Traceback (most recent call last):
File "demo/demo.py", line 76, in <module>
cfg = setup_cfg(args)
File "demo/demo.py", line 28, in setup_cfg
cfg.merge_from_file(args.config_file)
File "/opt/anaconda3/lib/python3.7/site-packages/detectron2/config/config.py", line 49, in merge_from_file
self.merge_from_other_cfg(loaded_cfg)
File "/opt/anaconda3/lib/python3.7/site-packages/fvcore/common/config.py", line 120, in merge_from_other_cfg
return super().merge_from_other_cfg(cfg_other)
File "/opt/anaconda3/lib/python3.7/site-packages/yacs/config.py", line 217, in merge_from_other_cfg
_merge_a_into_b(cfg_other, self, self, [])
File "/opt/anaconda3/lib/python3.7/site-packages/yacs/config.py", line 464, in _merge_a_into_b
_merge_a_into_b(v, b[k], root, key_list + [k])
File "/opt/anaconda3/lib/python3.7/site-packages/yacs/config.py", line 477, in _merge_a_into_b
raise KeyError("Non-existent config key: {}".format(full_key))
KeyError: 'Non-existent config key: MODEL.TYPE'
Where did you download the trained model from?
https://github.com/facebookresearch/detectron2/blob/master/docs/tutorials/datasets.md
I see that detectron2 need to re-format dataset to their format before train.

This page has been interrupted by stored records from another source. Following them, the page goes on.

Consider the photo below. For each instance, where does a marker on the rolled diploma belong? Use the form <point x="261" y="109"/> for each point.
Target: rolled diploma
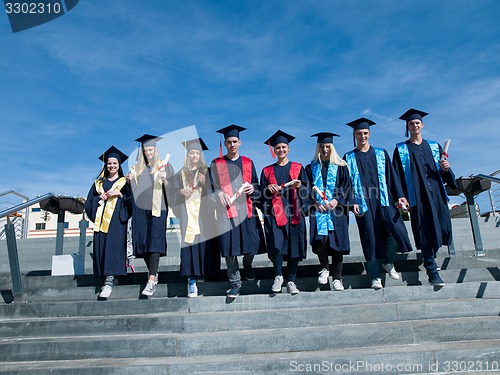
<point x="319" y="192"/>
<point x="239" y="192"/>
<point x="444" y="155"/>
<point x="167" y="158"/>
<point x="289" y="183"/>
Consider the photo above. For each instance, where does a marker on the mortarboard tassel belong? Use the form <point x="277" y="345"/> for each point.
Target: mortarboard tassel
<point x="220" y="147"/>
<point x="271" y="149"/>
<point x="101" y="175"/>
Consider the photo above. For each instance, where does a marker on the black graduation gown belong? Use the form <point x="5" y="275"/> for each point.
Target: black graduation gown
<point x="149" y="232"/>
<point x="430" y="217"/>
<point x="338" y="239"/>
<point x="110" y="249"/>
<point x="378" y="222"/>
<point x="291" y="239"/>
<point x="202" y="257"/>
<point x="239" y="235"/>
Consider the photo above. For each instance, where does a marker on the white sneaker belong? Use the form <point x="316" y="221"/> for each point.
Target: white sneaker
<point x="377" y="284"/>
<point x="192" y="290"/>
<point x="323" y="276"/>
<point x="391" y="271"/>
<point x="337" y="285"/>
<point x="105" y="291"/>
<point x="292" y="288"/>
<point x="278" y="282"/>
<point x="149" y="289"/>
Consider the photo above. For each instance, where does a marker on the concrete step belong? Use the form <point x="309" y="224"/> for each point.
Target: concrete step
<point x="252" y="319"/>
<point x="57" y="288"/>
<point x="267" y="340"/>
<point x="247" y="302"/>
<point x="477" y="357"/>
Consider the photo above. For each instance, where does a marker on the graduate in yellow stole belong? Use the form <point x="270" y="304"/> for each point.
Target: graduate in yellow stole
<point x="191" y="203"/>
<point x="148" y="180"/>
<point x="108" y="206"/>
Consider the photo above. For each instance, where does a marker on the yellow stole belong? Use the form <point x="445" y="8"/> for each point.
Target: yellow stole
<point x="157" y="189"/>
<point x="192" y="209"/>
<point x="105" y="210"/>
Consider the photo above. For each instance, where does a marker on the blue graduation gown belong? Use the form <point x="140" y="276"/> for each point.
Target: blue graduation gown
<point x="378" y="222"/>
<point x="239" y="235"/>
<point x="149" y="232"/>
<point x="338" y="239"/>
<point x="291" y="239"/>
<point x="202" y="257"/>
<point x="430" y="217"/>
<point x="110" y="249"/>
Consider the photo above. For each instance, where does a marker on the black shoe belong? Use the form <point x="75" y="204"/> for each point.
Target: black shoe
<point x="435" y="279"/>
<point x="249" y="273"/>
<point x="233" y="292"/>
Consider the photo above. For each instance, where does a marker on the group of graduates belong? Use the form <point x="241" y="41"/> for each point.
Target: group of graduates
<point x="217" y="207"/>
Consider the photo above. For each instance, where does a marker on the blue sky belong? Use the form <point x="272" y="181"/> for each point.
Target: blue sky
<point x="109" y="71"/>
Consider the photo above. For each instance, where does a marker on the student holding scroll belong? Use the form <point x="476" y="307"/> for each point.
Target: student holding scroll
<point x="285" y="202"/>
<point x="235" y="184"/>
<point x="329" y="215"/>
<point x="423" y="169"/>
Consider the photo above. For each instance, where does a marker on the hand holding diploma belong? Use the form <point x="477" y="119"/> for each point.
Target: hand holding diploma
<point x="321" y="194"/>
<point x="244" y="188"/>
<point x="403" y="204"/>
<point x="294" y="183"/>
<point x="443" y="162"/>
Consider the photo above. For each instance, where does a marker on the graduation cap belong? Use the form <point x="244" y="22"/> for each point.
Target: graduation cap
<point x="148" y="140"/>
<point x="360" y="123"/>
<point x="231" y="131"/>
<point x="113" y="152"/>
<point x="195" y="144"/>
<point x="278" y="137"/>
<point x="413" y="114"/>
<point x="325" y="137"/>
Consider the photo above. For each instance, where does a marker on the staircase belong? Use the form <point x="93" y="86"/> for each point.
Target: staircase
<point x="409" y="327"/>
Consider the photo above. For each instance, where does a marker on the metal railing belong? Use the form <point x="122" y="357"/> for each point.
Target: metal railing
<point x="25" y="227"/>
<point x="10" y="236"/>
<point x="493" y="193"/>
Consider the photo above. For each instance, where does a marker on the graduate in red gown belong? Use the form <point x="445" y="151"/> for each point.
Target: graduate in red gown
<point x="239" y="226"/>
<point x="285" y="200"/>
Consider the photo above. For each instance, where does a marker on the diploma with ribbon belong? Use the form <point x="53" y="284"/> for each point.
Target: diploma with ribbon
<point x="322" y="194"/>
<point x="445" y="155"/>
<point x="289" y="183"/>
<point x="239" y="192"/>
<point x="167" y="158"/>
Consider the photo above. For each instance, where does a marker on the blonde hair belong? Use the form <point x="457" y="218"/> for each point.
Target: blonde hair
<point x="334" y="157"/>
<point x="188" y="165"/>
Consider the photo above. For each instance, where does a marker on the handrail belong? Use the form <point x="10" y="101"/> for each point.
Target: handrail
<point x="15" y="193"/>
<point x="20" y="206"/>
<point x="486" y="177"/>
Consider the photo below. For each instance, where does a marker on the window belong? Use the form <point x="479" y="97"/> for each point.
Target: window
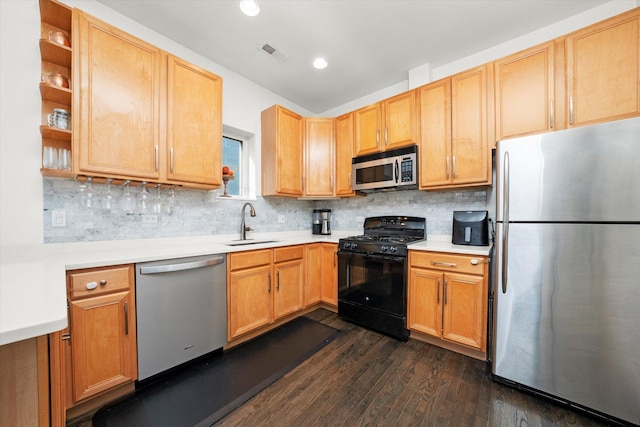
<point x="232" y="154"/>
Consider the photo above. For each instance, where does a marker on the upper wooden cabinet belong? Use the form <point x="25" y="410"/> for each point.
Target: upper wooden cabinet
<point x="344" y="154"/>
<point x="140" y="113"/>
<point x="389" y="124"/>
<point x="603" y="71"/>
<point x="282" y="160"/>
<point x="525" y="99"/>
<point x="454" y="125"/>
<point x="319" y="157"/>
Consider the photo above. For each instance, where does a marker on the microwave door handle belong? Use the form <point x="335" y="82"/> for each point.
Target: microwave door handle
<point x="397" y="172"/>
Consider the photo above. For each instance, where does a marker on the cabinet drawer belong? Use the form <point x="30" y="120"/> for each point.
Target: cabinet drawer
<point x="287" y="253"/>
<point x="240" y="260"/>
<point x="98" y="281"/>
<point x="448" y="262"/>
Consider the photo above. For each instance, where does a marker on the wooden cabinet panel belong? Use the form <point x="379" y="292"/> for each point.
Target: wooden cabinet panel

Is it right?
You probably have solved it by now, but just for info, if your data is in coco format then it's easy to train detectron2. And yes detectron2 convert the data into it's own data structure.
Hi, I need a little help, I'm new to this. I just want to test the pre-trained models of PubLayNet dataset on the test data given on PubLayNet. I have downloaded the pkl file and un-pickled it. But I don't know how to use it on test data. Can you help me out? Thank you
You could try this https://github.com/hpanwar08/document-layout-analysis-app
Hey guys @ShabariGadewar @zhxgj , do you have any jupyter notebook now for the publaynet pre-trained model loading and testing? I am also looking to test the pre-trained models of PubLayNet dataset on the test data given on PubLayNet but i also get the same error which @jmandivarapu1 was getting in his comment above. Also @hpanwar08, I was able to run your trimmed models but can you please guide on how can we further train your pre-trained models (trimmed ones) that you have included in your repo?
'pre-trained-models/Mask-RCNN/e2e_mask_rcnn_X-101-64x4d-FPN_1x.yaml' has no VERSION. Assuming it to be compatible with latest v2.
Traceback (most recent call last):
File "demo/demo.py", line 76, in
cfg = setup_cfg(args)
File "demo/demo.py", line 28, in setup_cfg
cfg.merge_from_file(args.config_file)
File "/opt/anaconda3/lib/python3.7/site-packages/detectron2/config/config.py", line 49, in merge_from_file
self.merge_from_other_cfg(loaded_cfg)
File "/opt/anaconda3/lib/python3.7/site-packages/fvcore/common/config.py", line 120, in merge_from_other_cfg
return super().merge_from_other_cfg(cfg_other)
File "/opt/anaconda3/lib/python3.7/site-packages/yacs/config.py", line 217, in merge_from_other_cfg
_merge_a_into_b(cfg_other, self, self, [])
File "/opt/anaconda3/lib/python3.7/site-packages/yacs/config.py", line 464, in _merge_a_into_b
_merge_a_into_b(v, b[k], root, key_list + [k])
File "/opt/anaconda3/lib/python3.7/site-packages/yacs/config.py", line 477, in _merge_a_into_b
raise KeyError("Non-existent config key: {}".format(full_key))
KeyError: 'Non-existent config key: MODEL.TYPE'
in support of @ankur-sentieo for a juypter/colab/binder notebook or at least a working docker container
If anyone is interested, I have trained it on Detectron2. You can find training config and trained models (resnet101, resnext101) in this repo https://github.com/hpanwar08/detectron2
Note: Models are trained on ~60% of the original dataset for ~1.5 epochs. But these models works good for fine-tuning domain specific dataset.
Thanks for that!
Note that the layout-parser team also retrained with detectron2. See:
https://github.com/Layout-Parser/layout-parser/blob/main/src/layoutparser/models/detectron2/catalog.py#L25
And
https://layout-parser.readthedocs.io/en/latest/notes/modelzoo.html#model-catalog
Hi, just wondering how I can save the annotation output from the model into the same format as Publaynet's dataset?